# [CPSC 222](https://github.com/GonzagaCPSC222) Intro to Data Science
[Gonzaga University](https://www.gonzaga.edu/)

[Gina Sprint](http://cs.gonzaga.edu/faculty/sprint/)

# Introduction to Tabular Data
What are our learning objectives for this lesson?
* Learn about terminology associated with tabular data
* Learn about the steps involved in data preprocessing
* Learn about different attribute types

Content used in this lesson is based upon information in the following sources:
* Dr. Shawn Bowers' Data Mining notes

## Warm-up Task(s)
* Review the 2D list practice problem solution on Github (it is in U2 repo in the FileFun folder)
    * Let me know if you have any questions
* Prepare to write some more notes on tabular data

## Today
* Attendance
    * No afternoon question today... we are going to take lots of notes and hopefully start Pandas!
* Announcements
    * IQ3 today on Python basics (through 1D lists and strings)
    * VQ4 is due on Sunday
    * DA2 is due on Monday
    * DA3 is posted (though we will need to cover more of Pandas on Monday)
* Today
    * Finish FileFun
    * Notes on tabular data
    * Start PandasFun

## Tabular Data
Our focus is “Tabular” Data ... aka Relational or Structured
* Data is organized into tables (rows and columns)

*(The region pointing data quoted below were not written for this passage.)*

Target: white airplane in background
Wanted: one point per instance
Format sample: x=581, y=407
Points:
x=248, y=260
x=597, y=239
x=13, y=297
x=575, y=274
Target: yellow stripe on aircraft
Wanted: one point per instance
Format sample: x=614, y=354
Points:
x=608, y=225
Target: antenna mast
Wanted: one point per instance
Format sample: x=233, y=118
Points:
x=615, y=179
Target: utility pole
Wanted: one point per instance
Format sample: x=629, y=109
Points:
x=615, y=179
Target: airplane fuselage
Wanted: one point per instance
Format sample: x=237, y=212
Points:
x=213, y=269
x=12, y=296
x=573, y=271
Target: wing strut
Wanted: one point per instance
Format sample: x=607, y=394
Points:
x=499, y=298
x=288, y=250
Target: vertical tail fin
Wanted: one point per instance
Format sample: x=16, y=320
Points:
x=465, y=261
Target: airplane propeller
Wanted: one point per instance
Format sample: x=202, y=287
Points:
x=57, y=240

Age |Gender |Impressions |Clicks |SignedIn
-|-|-|-|-|
59 |1 |4 |0 |1
19 |0 |5 |0 |1
44 |1 |5 |0 |1
28 |1 |4 |0 |1
61 |1 |10 |1 |1
0 |0 |3 |1 |0

* Each row is an "instance"
    * aka "example", "record", or "object"
* Each column is an “attribute” (of the instance)
    * aka "variables" or "fields"
* A "dataset" is a (sample) set of instances
    * from the "universe of objects" (universe of instances)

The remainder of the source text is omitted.